Ontario Separation Agreements

If you and your spouse are thinking about separation, or have already ended your relationship, you may consider entering into a separation agreement with one another. Separation agreements allow couples to address the issues that arise during the breakdown of a relationship, including:

  • Ownership in or division of property
  • Support obligations
  • Decisions regarding your children
  • Custody and access of your children

At Russell Alexander Family Lawyers, we realize that every client is different. Determining our clients’ goals and interests is always our starting point for drafting a separation agreement. Your separation agreement can be as detailed as you want it to be. For example, you can determine what days each parent will spend with the children, and how all property is to be divided.

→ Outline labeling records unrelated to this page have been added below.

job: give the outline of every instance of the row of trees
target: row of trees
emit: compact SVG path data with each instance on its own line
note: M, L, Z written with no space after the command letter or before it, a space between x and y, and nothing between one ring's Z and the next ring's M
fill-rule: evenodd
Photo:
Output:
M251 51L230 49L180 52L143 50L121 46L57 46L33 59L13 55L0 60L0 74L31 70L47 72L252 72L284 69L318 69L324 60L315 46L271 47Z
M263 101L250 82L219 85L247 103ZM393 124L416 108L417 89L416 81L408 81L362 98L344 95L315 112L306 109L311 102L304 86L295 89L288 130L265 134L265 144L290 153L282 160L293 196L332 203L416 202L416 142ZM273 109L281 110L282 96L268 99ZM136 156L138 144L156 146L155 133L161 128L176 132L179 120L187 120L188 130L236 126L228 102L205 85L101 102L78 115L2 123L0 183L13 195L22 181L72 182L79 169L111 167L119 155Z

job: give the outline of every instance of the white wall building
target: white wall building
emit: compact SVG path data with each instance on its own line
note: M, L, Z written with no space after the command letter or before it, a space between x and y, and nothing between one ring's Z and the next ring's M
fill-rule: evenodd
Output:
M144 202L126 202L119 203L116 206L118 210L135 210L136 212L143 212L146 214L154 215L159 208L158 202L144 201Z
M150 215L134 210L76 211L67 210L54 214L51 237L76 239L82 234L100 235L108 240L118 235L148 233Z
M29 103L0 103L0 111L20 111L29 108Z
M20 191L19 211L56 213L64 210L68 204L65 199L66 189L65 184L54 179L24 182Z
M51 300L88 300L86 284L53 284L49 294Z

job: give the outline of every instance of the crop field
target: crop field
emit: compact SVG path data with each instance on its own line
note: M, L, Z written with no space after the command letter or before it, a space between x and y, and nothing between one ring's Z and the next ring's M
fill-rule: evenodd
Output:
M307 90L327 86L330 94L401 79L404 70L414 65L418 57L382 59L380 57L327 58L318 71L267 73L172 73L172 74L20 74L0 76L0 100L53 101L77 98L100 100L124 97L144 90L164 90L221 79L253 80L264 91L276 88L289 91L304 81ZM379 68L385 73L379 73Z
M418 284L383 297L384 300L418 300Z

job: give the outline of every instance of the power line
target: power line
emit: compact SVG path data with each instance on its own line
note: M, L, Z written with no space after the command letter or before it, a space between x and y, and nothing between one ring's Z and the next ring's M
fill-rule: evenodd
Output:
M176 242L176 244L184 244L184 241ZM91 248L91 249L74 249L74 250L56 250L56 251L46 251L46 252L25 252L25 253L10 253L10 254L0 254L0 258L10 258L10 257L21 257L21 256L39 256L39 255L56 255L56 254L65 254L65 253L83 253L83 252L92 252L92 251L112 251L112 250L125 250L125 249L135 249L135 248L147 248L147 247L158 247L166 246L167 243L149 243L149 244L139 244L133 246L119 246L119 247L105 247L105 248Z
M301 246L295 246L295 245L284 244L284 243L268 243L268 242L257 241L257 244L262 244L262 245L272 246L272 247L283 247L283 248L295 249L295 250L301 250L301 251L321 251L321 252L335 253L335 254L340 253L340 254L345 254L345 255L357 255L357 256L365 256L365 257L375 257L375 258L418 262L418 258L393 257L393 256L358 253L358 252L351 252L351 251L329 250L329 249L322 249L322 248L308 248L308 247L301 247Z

A properly drafted separation agreement allows the parties to retain control over major decisions in their lives during this difficult time. If parties cannot agree on these issues, a court may decide the issues on behalf of the parties. This can result in an arrangement that satisfies neither party.

While parties may come to an agreement on their own, enlisting a lawyer’s services in the preparation of a separation agreement can protect the agreement from legal challenge in the event of a dispute. At Russell Alexander Family Lawyers, our lawyers and law clerks work with you to create an agreement that suits your individual needs.

We start by obtaining full disclosure from both parties and ascertaining your goals. We keep your goals and your legal rights at the forefront while negotiating the terms of your separation agreement with the other party. Once all the terms have been agreed upon, our firm will draft your agreement and provide it to you for your review. If changes are required, we revise the agreement and provide it to you and the other party to sign.

You should always obtain independent legal advice before signing any contract, including a separation agreement. A written agreement becomes legally binding once it has been signed by both parties, witnessed, signed by the witnesses, and dated.